Anne Grethe Bjarup Riis’ debut feature, “This Life,” tells the fact-based story of the Hvidsten group, ordinary men and women from a village in eastern Jutland who received and hid agents and supplies dropped by British aircrafts during WWII, even though the Danish government had decided to cooperate with its German occupiers. Rivaling the big-budget resistance epic “Flame and Citron” (2008), this intimate, affecting historical drama is heading into its 12th week in Danish cinemas and nearing 730,000 admissions. Offshore fest play is a given, with arthouse and ancillary possible in some territories.

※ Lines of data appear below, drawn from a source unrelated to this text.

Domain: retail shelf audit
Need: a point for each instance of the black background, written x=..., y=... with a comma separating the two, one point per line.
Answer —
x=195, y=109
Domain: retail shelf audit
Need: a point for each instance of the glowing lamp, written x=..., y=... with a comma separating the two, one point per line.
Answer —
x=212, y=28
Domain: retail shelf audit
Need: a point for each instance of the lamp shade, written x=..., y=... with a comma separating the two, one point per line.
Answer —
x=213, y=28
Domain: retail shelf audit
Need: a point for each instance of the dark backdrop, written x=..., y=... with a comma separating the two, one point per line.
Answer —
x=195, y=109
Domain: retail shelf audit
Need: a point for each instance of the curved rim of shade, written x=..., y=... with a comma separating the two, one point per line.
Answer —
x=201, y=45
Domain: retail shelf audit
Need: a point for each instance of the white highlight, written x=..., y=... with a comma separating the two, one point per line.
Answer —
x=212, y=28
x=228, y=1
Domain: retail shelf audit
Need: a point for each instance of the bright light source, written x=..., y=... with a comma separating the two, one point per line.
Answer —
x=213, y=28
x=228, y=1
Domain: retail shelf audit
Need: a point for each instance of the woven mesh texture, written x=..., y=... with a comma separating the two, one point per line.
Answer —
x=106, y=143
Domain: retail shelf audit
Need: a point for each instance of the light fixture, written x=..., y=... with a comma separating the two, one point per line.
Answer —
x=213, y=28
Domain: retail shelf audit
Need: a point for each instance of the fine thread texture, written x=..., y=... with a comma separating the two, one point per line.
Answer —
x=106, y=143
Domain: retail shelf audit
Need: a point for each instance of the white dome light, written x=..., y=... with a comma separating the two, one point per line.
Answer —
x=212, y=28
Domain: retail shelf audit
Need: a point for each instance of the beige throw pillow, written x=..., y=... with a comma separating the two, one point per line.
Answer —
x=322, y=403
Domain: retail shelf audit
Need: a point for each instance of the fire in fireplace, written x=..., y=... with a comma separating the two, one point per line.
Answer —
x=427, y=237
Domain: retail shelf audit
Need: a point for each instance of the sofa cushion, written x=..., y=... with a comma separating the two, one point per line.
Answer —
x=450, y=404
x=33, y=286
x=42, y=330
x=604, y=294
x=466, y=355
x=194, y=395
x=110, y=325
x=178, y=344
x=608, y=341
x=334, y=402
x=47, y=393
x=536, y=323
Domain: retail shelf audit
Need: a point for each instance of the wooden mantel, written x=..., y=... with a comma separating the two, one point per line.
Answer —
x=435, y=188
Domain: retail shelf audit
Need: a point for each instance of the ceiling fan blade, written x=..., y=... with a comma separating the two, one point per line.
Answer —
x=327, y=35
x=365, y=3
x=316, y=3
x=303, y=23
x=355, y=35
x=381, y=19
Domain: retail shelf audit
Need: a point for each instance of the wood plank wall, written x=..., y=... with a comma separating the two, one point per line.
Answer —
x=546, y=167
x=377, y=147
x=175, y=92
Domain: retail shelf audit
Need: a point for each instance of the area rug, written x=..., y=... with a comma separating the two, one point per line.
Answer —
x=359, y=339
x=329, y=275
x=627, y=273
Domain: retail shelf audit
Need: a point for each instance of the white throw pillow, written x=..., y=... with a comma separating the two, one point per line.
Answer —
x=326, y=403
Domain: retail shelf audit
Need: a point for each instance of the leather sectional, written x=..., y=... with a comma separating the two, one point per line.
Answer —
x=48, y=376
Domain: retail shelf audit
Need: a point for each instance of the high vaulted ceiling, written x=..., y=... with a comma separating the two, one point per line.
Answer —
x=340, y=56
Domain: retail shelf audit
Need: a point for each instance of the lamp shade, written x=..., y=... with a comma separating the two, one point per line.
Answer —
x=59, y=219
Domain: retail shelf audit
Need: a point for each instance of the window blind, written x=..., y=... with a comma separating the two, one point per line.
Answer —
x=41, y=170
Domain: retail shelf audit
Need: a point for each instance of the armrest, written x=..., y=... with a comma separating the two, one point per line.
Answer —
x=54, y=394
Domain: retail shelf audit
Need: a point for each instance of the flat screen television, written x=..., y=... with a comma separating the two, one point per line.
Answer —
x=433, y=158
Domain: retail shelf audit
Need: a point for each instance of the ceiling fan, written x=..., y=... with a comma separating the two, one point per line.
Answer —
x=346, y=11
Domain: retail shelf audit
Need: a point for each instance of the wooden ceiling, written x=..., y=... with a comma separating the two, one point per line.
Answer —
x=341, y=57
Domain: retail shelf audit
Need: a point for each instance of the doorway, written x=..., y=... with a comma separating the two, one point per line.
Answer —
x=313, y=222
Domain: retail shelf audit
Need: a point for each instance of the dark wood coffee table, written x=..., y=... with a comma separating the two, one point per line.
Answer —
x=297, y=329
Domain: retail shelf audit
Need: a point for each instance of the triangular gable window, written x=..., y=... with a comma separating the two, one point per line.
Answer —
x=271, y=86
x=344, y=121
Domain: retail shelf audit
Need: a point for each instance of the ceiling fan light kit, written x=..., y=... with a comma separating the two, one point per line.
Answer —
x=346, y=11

As the narrative begins in 1942, friendly innkeeper Marius Fiil (Jens Jorn Spottag) and his hard-working wife, Gudrun (Bodil Jorgensen), celebrate their silver wedding anniversary with the local community in attendance. The conversations and interactions highlight the villagers’ homely, traditional way of life and make clear that the patriotic Fiils have raised their four children — daughters Tulle (Marie Bach Hansen), Gerda (Laura Winther Moller) and Bitten (Mia Vadmand Ejlerskov), and son Niels (Thomas Ernst) — with strong values.
Over dinner, talk turns to the occupation and what is worth fighting for. Although the Fiils and veterinarian Albert Iversen (Bjarne Henriksen, “The Killing”) express a wish to resist, others, particularly those who profit from the German presence, believe it is best not to rock the boat.
In the spring of 1943, Marius agrees to help the Danish resistance by organizing a local network to pick up and conceal the men and materiel parachuted from British planes. At the time, the risk seems negligible and the work a thrilling adventure. His son, son-in-law (Jesper Riefensthal) and daughters Tulle and Gerda all participate, along with the vet, a miller, a mechanic, a radio dealer and some farmers.
But in March 1944, events takes a grimmer turn. A captured agent betrays the Hvidsten group, and they are taken into custody. Meanwhile, the Danish government resigns in protest of the German demand to institute the death penalty for saboteurs and those aiding the resistance.
Although the screenplay by Ib Kastrup, Jorgen Kastrup and Torvald Lervad lacks nuance at times, with dialogue heavily foreshadowing events, it achieves considerable poignancy by underscoring the beliefs of a more innocent era. The protagonists discover far too late just what the Reich was capable of.
Helmer Bjarup Riis’s great achievement is to keep this all from playing as melodrama. She creates and maintains a tone of simple dignity and national pride, worthy of the words written by the prisoners to their families, which are used to heartbreaking effect near the pic’s end. Thesping tends toward the one-note but is nonetheless effective.
Shot with an Arri Alexa, the intimate lensing from Morten Bruus and Claus Sisseck favors closeups while brisk cutting by Jacob Thomdahl, Klaus de Leon Heinicke, Martin Bonsvig Wehding sustains visual interest. Simon Ravn’s haunting score is complemented by a soundtrack of Danish folktunes and popular songs of the era.